Auch diesmal sollte der Thronnachfolger schnell gefunden werden, denn die Utopie der Örtlichkeit in meinem Innern entsprach in keinster Weise den empirischen Befunden, um nicht zu sagen, ich wurde mit der Wirklichkeit konfrontiert, was
anmaßend wäre und bestenfalls zufällig richtig. Glaube ich.
In meinen jungen Jahren hatte ich schon viele Örtlichkeiten betreten, benutzt, in ihnen verweilt, Zeitung gelesen, geraucht, geraucht, Kacheln gezählt und das Fenster aufgemacht.

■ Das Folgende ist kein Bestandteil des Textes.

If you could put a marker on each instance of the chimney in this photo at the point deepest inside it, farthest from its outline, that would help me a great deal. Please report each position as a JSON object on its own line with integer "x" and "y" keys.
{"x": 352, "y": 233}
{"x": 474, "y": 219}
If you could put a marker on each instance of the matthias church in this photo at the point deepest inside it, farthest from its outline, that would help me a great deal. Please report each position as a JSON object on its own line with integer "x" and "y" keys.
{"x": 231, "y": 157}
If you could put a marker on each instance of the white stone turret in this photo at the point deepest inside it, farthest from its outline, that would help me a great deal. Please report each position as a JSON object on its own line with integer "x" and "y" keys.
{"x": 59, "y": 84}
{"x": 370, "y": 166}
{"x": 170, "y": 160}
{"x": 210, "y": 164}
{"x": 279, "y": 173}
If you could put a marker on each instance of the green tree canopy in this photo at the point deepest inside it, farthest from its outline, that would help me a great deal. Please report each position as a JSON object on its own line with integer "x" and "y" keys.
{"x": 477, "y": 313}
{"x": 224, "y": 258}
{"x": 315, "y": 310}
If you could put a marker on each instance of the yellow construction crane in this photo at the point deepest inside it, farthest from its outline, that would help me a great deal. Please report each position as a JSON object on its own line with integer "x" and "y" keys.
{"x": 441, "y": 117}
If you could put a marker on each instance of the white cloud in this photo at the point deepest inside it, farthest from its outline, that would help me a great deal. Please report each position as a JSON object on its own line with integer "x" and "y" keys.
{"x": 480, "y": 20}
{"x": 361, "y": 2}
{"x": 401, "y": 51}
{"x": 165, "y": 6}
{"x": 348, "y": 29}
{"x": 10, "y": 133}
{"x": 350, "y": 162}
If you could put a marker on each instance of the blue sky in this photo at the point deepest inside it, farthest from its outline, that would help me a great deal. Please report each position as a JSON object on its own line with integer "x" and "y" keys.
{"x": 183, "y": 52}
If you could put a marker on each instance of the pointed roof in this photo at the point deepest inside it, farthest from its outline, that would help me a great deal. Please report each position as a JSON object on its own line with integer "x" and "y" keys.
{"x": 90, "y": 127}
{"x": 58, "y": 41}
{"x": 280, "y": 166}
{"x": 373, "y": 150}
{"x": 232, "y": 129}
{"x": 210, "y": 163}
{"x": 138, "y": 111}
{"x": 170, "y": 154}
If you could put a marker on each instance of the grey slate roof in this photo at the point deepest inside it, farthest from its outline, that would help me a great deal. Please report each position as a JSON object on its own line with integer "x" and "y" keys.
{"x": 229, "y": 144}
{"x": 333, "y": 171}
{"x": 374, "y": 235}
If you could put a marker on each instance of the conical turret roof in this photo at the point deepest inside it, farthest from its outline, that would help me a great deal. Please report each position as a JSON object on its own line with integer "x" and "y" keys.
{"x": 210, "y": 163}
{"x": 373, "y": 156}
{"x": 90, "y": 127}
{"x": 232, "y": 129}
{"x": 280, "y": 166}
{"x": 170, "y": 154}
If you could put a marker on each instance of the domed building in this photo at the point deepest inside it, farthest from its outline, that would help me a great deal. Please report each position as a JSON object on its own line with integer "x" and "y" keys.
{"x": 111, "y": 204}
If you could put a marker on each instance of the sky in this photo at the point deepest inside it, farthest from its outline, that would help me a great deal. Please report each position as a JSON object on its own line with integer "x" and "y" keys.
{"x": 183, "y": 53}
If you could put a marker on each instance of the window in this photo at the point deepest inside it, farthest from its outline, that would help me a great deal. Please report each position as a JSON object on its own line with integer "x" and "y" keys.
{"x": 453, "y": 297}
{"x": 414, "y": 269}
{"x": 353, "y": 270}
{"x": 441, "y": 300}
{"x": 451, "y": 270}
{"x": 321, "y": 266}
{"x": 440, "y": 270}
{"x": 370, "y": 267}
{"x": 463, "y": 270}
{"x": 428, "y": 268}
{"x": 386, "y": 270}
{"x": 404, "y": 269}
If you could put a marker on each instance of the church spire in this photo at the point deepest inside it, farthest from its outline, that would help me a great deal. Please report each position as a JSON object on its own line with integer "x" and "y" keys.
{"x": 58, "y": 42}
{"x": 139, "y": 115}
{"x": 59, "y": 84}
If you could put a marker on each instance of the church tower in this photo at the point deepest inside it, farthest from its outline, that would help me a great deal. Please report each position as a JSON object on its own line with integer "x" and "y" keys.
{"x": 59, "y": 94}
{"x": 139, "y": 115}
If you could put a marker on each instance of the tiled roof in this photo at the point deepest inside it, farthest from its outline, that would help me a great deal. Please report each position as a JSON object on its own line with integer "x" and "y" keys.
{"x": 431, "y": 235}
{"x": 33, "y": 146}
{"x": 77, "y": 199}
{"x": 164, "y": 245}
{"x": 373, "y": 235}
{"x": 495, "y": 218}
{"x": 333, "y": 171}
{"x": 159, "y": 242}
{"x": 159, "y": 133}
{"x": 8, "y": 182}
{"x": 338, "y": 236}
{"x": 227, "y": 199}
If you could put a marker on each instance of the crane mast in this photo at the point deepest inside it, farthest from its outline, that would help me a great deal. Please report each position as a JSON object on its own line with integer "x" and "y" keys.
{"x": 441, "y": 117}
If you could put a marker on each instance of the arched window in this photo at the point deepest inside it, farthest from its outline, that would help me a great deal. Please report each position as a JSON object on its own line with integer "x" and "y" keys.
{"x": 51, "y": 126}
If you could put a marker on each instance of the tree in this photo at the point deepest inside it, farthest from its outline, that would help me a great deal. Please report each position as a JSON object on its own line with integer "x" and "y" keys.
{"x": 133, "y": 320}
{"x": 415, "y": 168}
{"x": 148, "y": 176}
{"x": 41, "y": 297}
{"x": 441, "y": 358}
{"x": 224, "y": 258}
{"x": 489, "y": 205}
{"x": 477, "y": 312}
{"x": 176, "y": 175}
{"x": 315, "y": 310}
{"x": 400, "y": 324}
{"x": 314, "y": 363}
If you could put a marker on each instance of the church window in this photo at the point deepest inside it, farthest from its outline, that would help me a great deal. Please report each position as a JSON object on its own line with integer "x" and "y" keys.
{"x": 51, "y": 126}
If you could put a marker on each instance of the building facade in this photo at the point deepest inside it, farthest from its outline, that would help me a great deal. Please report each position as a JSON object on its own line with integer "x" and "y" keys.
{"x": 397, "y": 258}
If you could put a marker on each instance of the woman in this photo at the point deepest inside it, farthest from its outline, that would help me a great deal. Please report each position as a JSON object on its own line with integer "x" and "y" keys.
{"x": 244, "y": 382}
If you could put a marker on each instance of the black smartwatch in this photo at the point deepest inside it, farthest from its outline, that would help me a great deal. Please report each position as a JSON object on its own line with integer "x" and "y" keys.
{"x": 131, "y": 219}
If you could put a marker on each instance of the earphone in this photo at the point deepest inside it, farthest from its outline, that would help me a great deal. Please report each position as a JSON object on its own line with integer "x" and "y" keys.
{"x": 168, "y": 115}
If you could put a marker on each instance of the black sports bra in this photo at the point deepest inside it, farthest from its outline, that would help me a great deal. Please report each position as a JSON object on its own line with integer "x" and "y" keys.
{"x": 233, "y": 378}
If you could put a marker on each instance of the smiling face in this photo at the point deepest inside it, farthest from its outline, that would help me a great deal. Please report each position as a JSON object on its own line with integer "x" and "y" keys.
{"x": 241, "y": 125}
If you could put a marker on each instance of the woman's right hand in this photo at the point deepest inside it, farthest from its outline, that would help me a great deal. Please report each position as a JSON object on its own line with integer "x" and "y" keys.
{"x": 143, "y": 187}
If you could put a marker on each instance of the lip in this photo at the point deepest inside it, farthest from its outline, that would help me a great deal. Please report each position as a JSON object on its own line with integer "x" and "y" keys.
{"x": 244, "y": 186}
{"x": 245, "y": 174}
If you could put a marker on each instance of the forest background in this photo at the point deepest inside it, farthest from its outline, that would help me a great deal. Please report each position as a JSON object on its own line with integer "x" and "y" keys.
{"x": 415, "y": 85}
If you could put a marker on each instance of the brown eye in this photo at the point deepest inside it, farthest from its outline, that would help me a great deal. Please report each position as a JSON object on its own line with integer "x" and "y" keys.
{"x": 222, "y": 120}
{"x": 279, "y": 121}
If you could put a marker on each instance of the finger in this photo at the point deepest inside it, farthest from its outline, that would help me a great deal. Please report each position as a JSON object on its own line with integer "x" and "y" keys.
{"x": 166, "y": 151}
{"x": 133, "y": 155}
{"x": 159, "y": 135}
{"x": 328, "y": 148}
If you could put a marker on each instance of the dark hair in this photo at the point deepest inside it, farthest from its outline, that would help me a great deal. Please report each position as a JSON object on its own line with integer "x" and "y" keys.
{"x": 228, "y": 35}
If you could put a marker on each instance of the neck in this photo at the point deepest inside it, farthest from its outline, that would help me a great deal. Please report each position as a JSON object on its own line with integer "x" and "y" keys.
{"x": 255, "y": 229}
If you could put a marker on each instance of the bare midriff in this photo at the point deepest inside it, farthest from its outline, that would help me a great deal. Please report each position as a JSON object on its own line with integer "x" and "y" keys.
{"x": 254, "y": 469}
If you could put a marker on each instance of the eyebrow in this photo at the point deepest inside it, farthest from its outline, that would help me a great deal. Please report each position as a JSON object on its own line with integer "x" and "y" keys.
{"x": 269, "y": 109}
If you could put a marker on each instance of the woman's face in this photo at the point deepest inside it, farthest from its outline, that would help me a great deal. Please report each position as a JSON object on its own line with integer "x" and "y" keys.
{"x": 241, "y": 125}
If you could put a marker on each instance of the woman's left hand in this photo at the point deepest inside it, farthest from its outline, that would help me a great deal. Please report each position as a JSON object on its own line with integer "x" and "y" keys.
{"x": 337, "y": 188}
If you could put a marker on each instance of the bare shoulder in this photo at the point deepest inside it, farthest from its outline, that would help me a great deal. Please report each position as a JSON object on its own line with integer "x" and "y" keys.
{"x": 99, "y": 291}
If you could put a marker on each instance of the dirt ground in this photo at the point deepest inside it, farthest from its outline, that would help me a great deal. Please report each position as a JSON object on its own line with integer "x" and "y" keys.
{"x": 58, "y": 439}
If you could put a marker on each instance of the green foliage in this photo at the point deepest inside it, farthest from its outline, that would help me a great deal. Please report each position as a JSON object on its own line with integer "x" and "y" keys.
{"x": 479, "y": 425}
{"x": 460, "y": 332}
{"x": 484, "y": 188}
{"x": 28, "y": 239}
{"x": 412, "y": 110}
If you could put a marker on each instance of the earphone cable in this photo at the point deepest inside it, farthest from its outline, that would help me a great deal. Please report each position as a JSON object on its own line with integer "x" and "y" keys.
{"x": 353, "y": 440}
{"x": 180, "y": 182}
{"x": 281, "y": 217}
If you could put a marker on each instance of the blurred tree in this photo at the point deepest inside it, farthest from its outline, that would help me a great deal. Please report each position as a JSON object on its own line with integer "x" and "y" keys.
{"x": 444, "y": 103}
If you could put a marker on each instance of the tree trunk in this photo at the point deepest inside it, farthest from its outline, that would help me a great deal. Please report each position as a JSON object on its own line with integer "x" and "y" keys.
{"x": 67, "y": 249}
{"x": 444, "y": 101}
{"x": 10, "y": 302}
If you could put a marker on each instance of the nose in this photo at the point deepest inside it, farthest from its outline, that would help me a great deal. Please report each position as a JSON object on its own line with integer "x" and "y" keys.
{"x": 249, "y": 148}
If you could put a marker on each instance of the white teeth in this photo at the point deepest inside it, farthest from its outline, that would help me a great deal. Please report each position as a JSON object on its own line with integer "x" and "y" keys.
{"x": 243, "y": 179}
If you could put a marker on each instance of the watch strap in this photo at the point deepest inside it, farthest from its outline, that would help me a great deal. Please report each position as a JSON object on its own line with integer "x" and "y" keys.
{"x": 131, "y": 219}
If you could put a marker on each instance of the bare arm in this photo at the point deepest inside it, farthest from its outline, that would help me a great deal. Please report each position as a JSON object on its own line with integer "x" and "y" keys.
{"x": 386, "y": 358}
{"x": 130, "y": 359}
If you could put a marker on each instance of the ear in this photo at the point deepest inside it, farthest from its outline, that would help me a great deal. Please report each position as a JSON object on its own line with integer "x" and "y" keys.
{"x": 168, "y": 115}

Ich kann sagen, dass ich auf eine breite und bunte Erfahrung im Bereich der Sanitäranlagennutzung zurückblicke. Auch pflege ich zuweilen, ein wenig länger als es vielleicht dem allgemeinen Anstandsempfinden entspräche, dort zu verweilen in der seligen Gewissheit,
die Luft dieses Raumes mit niemandem
teilen zu müssen. Gerade bei gesellschaftlichen Anlässen und Festivalitäten verschafft es mir eine ungeheure Befriedigung, zwar mit einiger Berechtigung feststellen zu können, dass ich dort sei, jedoch mich gleichzeitig auch an einem ganz
anderen Ort befände, unendlich weit von Gesellschaft entfernt, an dem buchstäblich hinfortgespült wird, was wir schon verdaut haben - hübsche Analogie, wie ich finde.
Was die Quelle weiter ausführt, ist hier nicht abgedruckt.